Omar clamped his hands over his brothers’ mouths. “Just wait!” he whispered. “Don’t make the cops’ job easier. Let’s see what Dad’s going to do.”
He signalled his brothers to stay put, and he sneaked out of the room onto the landing, then edged down the first few steps of the narrow staircase. He stopped just above the stair that creaked. The voices in the hall were clear. His father didn’t yell, but his voice could crack stone it was so cold.
“Sorry, gentlemen,” he was saying.“I wish I could help you. I’ve raised my boys to respect the police, although Lord knows that’s hard around here sometimes. Lots of temptations and problem kids to lead a boy astray. But Omar’s not here at the moment. I sent him on an errand to the store. Lentils. My wife’s making lunch, and suddenly there are no lentils.”
Omar heard the easy humour in his father’s voice, like one guy talking to another about the whims of women. But the cop that answered had no humour in his voice.“When will he be back?”
“Well, my wife likes a particular kind of lentils, so he may have to go all the way to Vanier. On his bicycle. I told him not to come back without the lentils, so it may be an hour. What’s this about?”
“Can you tell us where he was Saturday night?”
“Right here, in his room.”
“He didn’t go out any time between 10 p.m. and 5 a.m.?”
“He was here doing homework, and I saw to it personally. Twenty years old and still in adult high school because he thought he’d take the scenic route through his education. I want to make sure he crosses the finish line. That’s the least a father should do.”
“So he was here all night? You’re sure of that?”
“Absolutely.”
Omar heard that dangerous little edge creeping into his father’s voice, but the cops wouldn’t recognize it. There was silence in the hall. Omar realized his heart was almost breaking his ribs. What the hell was this about? Dad, who hammered them on the head about honour and honesty— Dad was lying? Bold-faced, calm, friendly. Lying, like it was natural as day.
“We would still like to question him about an incident his friends were involved in,” the officer said. “Here’s my card. Have him give us a call as soon as he gets back.”
“Absolutely, officers. I’ll pass it on. What incident is this?”
“Thank you for your time, Mr. Adams. Have him give us a call.” The door squeaked open and closed again. Omar found he was holding his breath. Waiting for his father’s next move.
It wasn’t long in coming. Omar had barely made it back to his room when his father was on him, hauling him by the ear into the bathroom. “You little turd,” he hissed. “You’re going to scrub this room until every speck of dirt and whatever else you brought home Saturday night is gone. Then you’re going to scrub it again. You’re a disgrace, and if you bring trouble to your mother and brothers, I’ll cut you off like you never existed. Don’t think you’ll ever see us or a single dime of support ever again. You were here all Saturday night studying for that math credit you’ve been working on. And if your worthless gangsta friends say different, they’re lying. Got that? Lying. That’s your story, or you’ll wish you’d never been born.”
I already wish that, Omar thought through the pain ricocheting through his head. I’ve wished that ever since I was old enough to wish.

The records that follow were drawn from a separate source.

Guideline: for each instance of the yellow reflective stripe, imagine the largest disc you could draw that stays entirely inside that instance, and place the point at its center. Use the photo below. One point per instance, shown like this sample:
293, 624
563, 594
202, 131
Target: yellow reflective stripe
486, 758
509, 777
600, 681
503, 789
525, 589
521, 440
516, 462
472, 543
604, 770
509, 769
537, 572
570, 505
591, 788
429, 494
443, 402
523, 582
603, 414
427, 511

Sergeant Levesque was a good actress. She stood in the middle of Sam Rosenthal’s living room, surrounded by stacks of files and textbooks, her hands on her hips and her head cocked. Her lips smiled, but her eyes smouldered, midnight blue and threatening. Like a distant thunderstorm, Green thought, chuckling at the image that had leaped to his mind.
“Inspector Green,” she said. “Not much to report yet. We just got the search warrant, and we’ve been here only a half hour.”
“I know,” he replied blithely. “I’m just visiting on my lunch hour.” He looked around at the work already done—drawers opened, filing cabinets emptied and cushions overturned— and felt a twinge of frustration. He remembered when he searched a victim’s home, back in the days when he didn’t sit on committees or jump to fulfill every whim from the brass above, but instead spent his shift on the road, running his own cases and calling his own shots.
Back then he would have spent half an hour just studying the apartment, getting a sense of the occupant, sketching and absorbing impressions before he disturbed a single thing. Sullivan used to call it “communing with the dead”, and he wasn’t far off. The victim told him a lot in those thirty minutes, from what pictures he chose to hang where and what books he had on display to what kitchen utensils were near at hand.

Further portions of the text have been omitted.